ETFs offer some massive advantages over mutual funds. I wonder why anyone would want to invest in a mutual fund ever again.
Here are some stats:
As of June 30, there are 2,280 ETFs listed in the U.S.
ETFs represent $5.64 trillion globally.
The average daily value of U.S. ETF transactions alone is $87.9 billion.
52% of U.S. investors intended to invest in ETFs. 9 in 10 financial advisors also expected to invest in ETFs for client portfolios.
Here are the 7 advantages that make ETFs a no-brainer:
1. ETFs have no investment minimums, front-end loads or early redemption fees.
2. ETFs offer real-time tracking, while Mutual funds price only once each trading day.
3. ETFs offer real-time trading while Mutual funds are bought and sold only after the market closes.
4. ETFs are transparent while Mutual funds disclose their holdings once per quarter.
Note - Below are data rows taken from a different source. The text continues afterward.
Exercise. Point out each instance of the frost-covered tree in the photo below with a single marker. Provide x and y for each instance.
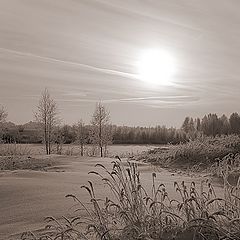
(101, 132)
(47, 116)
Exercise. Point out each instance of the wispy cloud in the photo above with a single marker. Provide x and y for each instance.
(72, 63)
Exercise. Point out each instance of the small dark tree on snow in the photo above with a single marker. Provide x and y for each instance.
(3, 114)
(81, 135)
(47, 116)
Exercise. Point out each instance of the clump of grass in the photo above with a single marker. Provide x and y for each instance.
(133, 212)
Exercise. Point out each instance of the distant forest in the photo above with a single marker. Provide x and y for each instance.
(209, 125)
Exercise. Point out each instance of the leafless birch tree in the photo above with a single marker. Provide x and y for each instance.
(101, 134)
(3, 114)
(47, 116)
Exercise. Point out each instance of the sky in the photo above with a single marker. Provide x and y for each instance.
(86, 51)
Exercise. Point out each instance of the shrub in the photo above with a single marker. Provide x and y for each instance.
(203, 151)
(131, 212)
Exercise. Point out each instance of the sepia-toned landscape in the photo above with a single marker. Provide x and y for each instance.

5. ETFs are more tax-efficient.
6. ETFs are much, much cheaper than Mutual funds.
7. ETF are much more diverse and remarkable more creative than Mutual funds.
There are ETFs for every asset class, theme. Whatever the asset class, investment theme, direction of the market, there’s always an ETF in which you can invest. With ETFs you can build a portfolio to fit your specific objectives. You just have to use them to your best benefit.